Hm. Could you please reread my post? You're repeatedly stating assertions that I explicitly state and show are not the case.
> Your point seems to be about throughput, not latency
I gave an explicit example where a single inference is lower latency with pipelining here versus without.
Hm. I think I understand where you seem to be misunderstanding. Let me try to explain a little more.
> latency (which to my knowledge is defined on a per-request basis)
The key here is that one "request" is composed of multiple requests.
From the end user point of view, a single "request" means "a single full end-to-end inference". And the latency they care about is issuing the input data to getting the inference result out.
But from the internal point of view, that single full end-to-end inference has multiple requests (essentially, "load weights for layer 0; run calculation on inputs and layer 0 weights to get layer 1 input; load weights for layer 1; run calculation on layer 0 output and layer 1 weights to get layer 2 input; etc, etc").
And you can reduce the latency of that one external request (the inference) by piplining multiple internal subrequests. You are absolutely correct in that the latency of each of the subrequests is not reduced - but the latency of the external request absolutely is reduced compared to if you didn't pipeline! (At least assuming the internal subrequests can be pipelined - which they can be in this case as I've repeatedly noted.)

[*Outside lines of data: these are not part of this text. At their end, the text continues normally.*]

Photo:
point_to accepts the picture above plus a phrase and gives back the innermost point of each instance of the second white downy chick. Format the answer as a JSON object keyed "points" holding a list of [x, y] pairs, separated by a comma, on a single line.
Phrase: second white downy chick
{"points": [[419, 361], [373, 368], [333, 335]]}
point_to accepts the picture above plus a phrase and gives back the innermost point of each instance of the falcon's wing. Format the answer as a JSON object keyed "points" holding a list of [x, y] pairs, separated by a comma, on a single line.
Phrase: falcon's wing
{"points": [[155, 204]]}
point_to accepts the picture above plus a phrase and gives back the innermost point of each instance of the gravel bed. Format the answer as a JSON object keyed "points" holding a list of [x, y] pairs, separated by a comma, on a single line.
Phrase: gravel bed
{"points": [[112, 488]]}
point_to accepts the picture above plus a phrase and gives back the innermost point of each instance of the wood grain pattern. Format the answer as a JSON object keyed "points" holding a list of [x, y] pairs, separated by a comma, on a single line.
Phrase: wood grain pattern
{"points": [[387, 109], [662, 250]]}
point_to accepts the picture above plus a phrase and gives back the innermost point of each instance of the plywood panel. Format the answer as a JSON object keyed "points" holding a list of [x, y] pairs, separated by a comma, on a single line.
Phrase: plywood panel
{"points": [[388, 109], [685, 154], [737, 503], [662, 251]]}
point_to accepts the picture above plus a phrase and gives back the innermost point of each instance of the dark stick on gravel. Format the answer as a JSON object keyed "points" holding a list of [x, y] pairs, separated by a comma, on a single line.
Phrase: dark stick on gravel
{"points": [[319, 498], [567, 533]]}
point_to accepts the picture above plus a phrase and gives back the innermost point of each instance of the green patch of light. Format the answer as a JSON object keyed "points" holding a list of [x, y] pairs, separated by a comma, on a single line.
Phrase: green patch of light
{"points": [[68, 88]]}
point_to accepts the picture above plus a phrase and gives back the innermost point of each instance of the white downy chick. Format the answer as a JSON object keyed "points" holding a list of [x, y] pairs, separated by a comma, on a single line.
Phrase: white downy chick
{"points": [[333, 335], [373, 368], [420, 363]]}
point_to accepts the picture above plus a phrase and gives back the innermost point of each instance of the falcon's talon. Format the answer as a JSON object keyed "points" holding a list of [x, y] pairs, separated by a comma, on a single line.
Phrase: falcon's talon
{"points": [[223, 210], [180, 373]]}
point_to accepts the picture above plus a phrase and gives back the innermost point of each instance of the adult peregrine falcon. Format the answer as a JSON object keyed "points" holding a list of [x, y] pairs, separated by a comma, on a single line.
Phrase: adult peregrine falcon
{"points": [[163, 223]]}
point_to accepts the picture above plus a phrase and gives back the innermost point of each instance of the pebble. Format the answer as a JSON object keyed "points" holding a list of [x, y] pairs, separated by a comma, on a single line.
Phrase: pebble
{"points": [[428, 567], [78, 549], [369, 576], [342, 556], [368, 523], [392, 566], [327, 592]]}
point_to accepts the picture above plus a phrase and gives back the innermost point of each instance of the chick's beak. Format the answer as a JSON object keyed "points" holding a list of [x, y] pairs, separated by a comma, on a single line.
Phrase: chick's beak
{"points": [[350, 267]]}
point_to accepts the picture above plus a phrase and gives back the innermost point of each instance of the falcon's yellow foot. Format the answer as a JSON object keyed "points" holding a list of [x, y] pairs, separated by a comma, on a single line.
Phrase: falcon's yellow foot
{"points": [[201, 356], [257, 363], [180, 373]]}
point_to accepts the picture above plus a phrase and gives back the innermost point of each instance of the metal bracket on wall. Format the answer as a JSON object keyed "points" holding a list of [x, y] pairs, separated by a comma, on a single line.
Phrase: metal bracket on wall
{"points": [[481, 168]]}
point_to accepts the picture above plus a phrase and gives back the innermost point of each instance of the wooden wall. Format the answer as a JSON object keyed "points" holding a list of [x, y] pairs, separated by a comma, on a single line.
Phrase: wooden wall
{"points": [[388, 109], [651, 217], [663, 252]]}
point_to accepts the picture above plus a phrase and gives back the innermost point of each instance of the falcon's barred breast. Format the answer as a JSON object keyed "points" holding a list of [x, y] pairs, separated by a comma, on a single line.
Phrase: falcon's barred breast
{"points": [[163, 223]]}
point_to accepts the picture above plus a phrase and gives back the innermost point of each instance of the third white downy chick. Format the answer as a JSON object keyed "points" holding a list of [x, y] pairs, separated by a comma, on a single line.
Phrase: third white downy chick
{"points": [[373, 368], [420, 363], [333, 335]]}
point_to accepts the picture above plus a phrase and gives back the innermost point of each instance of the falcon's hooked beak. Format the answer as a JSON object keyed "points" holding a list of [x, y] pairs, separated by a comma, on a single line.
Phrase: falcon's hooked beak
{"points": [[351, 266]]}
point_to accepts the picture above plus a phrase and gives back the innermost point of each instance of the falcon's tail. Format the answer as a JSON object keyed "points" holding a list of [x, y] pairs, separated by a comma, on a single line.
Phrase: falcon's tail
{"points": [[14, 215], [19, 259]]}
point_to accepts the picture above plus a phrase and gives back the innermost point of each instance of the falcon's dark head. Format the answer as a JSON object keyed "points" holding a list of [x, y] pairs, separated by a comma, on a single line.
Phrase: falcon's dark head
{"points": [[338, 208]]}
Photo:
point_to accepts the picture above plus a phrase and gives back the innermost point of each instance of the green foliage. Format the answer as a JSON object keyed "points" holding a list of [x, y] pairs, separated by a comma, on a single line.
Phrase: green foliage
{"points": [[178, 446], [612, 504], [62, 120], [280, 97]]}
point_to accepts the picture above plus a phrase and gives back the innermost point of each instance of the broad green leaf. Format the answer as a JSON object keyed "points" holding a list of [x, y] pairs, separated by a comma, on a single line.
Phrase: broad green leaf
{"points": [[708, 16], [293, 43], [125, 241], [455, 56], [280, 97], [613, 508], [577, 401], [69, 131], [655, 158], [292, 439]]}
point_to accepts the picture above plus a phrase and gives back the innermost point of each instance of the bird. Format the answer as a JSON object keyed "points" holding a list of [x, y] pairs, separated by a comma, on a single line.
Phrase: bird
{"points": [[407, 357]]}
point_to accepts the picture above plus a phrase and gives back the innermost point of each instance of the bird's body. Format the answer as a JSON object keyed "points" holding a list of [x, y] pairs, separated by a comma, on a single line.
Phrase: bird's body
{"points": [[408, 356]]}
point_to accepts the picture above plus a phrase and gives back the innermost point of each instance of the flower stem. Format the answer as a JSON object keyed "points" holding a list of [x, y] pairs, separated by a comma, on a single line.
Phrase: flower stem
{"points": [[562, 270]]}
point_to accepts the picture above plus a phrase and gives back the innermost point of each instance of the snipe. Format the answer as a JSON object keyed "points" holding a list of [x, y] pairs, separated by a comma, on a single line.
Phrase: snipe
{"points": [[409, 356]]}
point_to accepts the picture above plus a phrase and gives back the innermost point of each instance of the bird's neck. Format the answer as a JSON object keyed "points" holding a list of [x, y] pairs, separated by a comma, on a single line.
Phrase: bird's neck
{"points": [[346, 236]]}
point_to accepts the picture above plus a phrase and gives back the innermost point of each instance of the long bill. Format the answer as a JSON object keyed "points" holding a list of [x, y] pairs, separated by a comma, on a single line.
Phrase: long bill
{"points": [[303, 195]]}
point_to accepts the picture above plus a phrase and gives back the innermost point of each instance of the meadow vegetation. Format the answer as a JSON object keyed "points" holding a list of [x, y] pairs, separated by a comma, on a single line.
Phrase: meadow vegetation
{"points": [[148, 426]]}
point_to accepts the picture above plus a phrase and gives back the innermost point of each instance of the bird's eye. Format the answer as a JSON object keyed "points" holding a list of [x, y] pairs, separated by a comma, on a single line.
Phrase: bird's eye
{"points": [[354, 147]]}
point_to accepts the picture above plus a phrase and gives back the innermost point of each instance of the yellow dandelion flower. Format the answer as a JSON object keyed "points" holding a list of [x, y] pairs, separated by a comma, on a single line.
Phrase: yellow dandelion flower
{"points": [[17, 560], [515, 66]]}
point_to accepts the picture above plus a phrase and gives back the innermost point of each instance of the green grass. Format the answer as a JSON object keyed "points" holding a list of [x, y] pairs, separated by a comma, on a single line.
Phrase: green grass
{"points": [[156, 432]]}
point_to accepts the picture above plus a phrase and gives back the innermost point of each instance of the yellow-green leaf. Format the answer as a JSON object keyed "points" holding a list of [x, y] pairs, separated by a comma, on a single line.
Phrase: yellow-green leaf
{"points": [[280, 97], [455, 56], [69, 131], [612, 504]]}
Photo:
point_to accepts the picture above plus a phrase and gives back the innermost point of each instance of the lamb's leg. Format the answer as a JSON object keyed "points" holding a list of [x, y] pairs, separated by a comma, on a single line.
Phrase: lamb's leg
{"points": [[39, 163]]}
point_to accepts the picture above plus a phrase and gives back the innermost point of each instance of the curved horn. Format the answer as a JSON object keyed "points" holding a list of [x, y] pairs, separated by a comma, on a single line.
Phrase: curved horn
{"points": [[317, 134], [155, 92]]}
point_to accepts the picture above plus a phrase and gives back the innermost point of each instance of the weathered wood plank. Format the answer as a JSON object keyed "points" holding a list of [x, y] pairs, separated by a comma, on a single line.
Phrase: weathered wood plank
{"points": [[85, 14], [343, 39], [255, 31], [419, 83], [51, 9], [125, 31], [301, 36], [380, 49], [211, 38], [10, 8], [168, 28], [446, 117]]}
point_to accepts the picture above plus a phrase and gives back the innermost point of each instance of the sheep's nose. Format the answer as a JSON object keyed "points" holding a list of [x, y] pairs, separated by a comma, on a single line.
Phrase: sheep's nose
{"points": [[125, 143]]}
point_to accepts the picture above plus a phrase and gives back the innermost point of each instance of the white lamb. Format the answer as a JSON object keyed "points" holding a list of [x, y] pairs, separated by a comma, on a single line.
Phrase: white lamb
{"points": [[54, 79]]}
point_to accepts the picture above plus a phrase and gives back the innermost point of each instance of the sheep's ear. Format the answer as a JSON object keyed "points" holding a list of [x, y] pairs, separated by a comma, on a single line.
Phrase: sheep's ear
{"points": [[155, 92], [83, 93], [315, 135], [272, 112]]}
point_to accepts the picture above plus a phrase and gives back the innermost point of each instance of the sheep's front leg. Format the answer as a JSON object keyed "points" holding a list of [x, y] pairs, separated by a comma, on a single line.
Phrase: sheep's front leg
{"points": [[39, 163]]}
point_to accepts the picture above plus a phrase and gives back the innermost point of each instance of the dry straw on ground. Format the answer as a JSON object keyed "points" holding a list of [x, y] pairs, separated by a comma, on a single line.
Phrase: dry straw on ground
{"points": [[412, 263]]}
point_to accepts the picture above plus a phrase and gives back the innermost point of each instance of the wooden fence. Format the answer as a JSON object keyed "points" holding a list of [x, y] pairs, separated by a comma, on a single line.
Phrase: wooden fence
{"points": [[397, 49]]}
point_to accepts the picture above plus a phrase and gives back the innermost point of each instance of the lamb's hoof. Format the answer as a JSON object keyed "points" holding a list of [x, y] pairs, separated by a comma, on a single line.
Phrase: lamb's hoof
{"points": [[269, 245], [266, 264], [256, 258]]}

Thanks for elaborating I think I know what you mean now. I missed this:
I am talking about pipelining loading the NN weights into the GPU. Which is not dependent on the result of the previous layer's computation.
My original claim was that Zero-infinity has higher latency compared to pipelining in across many layers of GPUs so that you don't have to repeatedly load weights from RAM. But as you pointed out, Zero-infinity may avoid the additional latency by loading the next layer's weights from RAM at the same as computing the previous layer's output. This helps IF loading the weights is at least as fast as computing the outputs. If this works, we may be able to deploy massive future neural nets on clusters no bigger than the ones we have today.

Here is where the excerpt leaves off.